You’re Kind of An Asshole

19 Dec

New Letters

I had a professor in college whose claim to fame, as it were, was having been published a couple of times in New Letters.

She was a mousy, skittish thing with black pinpoint eyes and greasy grey hair who was nice enough to give me an “A” despite my work being transparently misanthropic, embarrassingly confessional, and chronically overdue.

And she said something to me, once, that I will never forget.

It was the last day of class and I had decided to duck out early, to get a head start on my winter break bender. It wasn’t so much that I wanted to go out and get drunk, or that I was bored with that day’s lecture. It was simply that I felt like my work was done there, and I didn’t see any reason to carry on with the charade of being a student any longer. I pulled a lot of that shit back then.

What I did not plan on was my professor excusing herself from class and following me out into the hall.

“Do you know what I did this weekend?” she said, as if idly striking up a conversation with a colleague in the faculty lounge. “I went to a party. All the department heads were there. Dr. Grecco was singing your praises.”

(Dr. Grecco was a professor of British and Irish literature who was, for all intents and purposes, my academic mentor. He held two Ph.D’s from the Yale School of Drama, was a rock star in the field of literary criticism, and was an accomplished playwright in his own right; his third play, The Orientals, produced by the Marin County Theater Company, was a minor hit in the Seventies. He was also an abrasive drunk, an impossible-to-please critic, and one of the most physically unattractive men I have ever encountered. He had an absolute gift for making me feel ridiculously small, only to boost my confidence by pushing me to reach for greater heights with my fiction. On one memorable occasion, fed up with my habitual lateness to class, he interrupted his lecture and declared: “You have a very casual attitude towards your education, Mr. Barbieri. You play your cards close to the vest, but you’re holding a bum hand. You think you’re cool, but you’re a goof. You think you’re goddamn J.D. Salinger, but you aren’t that good. Yet.”
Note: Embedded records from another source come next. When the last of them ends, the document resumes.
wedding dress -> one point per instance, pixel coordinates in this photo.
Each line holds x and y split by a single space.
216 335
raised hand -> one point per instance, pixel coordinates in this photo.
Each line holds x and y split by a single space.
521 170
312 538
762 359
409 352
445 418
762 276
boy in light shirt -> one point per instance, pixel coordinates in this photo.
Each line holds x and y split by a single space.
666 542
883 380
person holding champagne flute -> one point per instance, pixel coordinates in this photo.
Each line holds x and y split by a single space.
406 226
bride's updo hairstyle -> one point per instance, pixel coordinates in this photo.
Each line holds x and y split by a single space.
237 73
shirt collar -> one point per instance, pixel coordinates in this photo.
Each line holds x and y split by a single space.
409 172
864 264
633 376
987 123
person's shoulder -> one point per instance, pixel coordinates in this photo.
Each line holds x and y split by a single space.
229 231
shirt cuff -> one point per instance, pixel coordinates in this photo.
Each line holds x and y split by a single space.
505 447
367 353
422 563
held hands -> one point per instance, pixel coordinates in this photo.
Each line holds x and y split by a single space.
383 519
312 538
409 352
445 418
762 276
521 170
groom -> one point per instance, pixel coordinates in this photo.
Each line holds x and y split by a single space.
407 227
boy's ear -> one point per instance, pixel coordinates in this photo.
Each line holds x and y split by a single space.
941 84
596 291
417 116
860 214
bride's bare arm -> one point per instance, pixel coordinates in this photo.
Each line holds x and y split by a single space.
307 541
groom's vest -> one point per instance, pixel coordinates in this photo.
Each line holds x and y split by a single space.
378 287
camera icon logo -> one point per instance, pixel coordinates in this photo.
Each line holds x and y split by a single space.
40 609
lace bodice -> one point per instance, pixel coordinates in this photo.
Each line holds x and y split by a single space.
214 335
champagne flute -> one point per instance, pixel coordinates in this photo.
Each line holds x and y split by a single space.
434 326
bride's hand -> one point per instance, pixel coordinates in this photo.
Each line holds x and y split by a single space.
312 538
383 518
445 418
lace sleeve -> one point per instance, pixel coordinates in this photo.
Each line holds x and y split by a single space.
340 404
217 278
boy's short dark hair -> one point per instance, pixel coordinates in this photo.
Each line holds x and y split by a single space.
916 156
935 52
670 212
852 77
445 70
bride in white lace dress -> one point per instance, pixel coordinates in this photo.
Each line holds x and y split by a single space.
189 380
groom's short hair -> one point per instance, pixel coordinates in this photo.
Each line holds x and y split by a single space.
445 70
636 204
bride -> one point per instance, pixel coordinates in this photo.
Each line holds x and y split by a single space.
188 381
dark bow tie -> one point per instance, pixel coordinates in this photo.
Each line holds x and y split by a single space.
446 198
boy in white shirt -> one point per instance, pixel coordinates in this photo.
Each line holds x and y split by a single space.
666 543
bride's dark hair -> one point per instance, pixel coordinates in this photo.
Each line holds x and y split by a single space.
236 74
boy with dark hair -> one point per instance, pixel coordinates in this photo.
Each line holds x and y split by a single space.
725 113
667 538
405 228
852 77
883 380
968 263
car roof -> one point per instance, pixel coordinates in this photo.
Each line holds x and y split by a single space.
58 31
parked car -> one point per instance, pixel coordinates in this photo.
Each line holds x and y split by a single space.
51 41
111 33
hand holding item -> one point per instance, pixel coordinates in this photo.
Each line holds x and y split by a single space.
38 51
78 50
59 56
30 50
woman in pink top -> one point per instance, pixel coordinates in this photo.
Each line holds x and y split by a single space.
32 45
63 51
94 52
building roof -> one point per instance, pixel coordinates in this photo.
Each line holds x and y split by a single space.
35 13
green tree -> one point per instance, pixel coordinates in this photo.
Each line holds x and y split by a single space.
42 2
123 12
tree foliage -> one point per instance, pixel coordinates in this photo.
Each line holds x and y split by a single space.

It was Dr. Grecco who single-handedly steered me away from writing screenplays, towards writing short fiction, by suggesting I enter a short story in the Edward J. Nichols Writing Contest. Now, for some inexplicable reason, the professor of my advanced fiction writing class, who was on the jury of said award committee, was stopping me in the hall to discuss Grecco’s surprisingly high-flown opinion of me.)

I was uncomfortable with this conversation. I still had not learned how to gracefully field a compliment. I’m fairly certain I reeked of weed and rum. I definitely smelled like something.

“I’ve gone over your transcript,” she was saying. “Talked to some of your professors. You’ve done some good work here. But you’ve also been kind of an asshole.”

I screwed up my face, did my best to appear offended and bewildered by the comment … but I knew what she meant. For three years I’d been skirting by on talent and not much else. In choosing my curriculum, the only qualifications I ever considered were open seats towards the back of class and a start time past 2PM. Even so, I was always the best writer in every class; unfortunately, I didn’t have a work ethic to speak of; and I never once participated in any workshop discussion. There were whole weeks when I didn’t show up to class at all.

“I want you to know that I read your submission for the writing contest. I will not be recommending it for the award. But I’m impressed with it.”

“Well … thanks.”

She seized my forearm. Dug her thumb in between the bones. I was sure this weird, ancient woman would snap my arm in half like a stick. There was enormous strength in her grip.

“You know, there are a lot of smart people out there. Hard workers. And they don’t go to Penn State. They go to Princeton. They’re Rhodes scholars. I just want you to know what you’re up against.”

I forced myself to look her in the eye. For some bizarre reason, I was terrified that she would try to make out with me. I pictured her sagging tits and varicose veins; my nose nuzzled into her turkey-gobbler neck. I would have gone along with it out of sheer terror; in deference to the draw of her authority. I was kind of turned on by the idea, to be honest.

“You can do this writing thing, if you want to,” she said, still holding my arm, “but I wouldn’t wish that life on anyone.”

And then she simply let go of my arm, turned and walked back into the classroom, as if nothing had ever happened.

*  *  *

It was with this professor in mind that, ten years later, I decided to enter two short stories in a fiction contest sponsored by New Letters. I think in my mind I wanted to prove to her, and to myself, that all those hours spent goofing around in her class had not gone to waste; that I was serious about this nonsense; that I was cut out for The Life; that I had the stomach for the writing bug. And maybe she would see my work in the magazine where, as a struggling author herself, she’d found a tiny measure of success and satisfaction; and remember our conversation in the hall; and be, if not proud, mystified.

*  *  *

“The End of Everything Good” was eventually published by the Berkeley Fiction Review (Issue #29) and nominated for a Pushcart Prize.

“Fiends” was published by the now-defunct Kennesaw Review.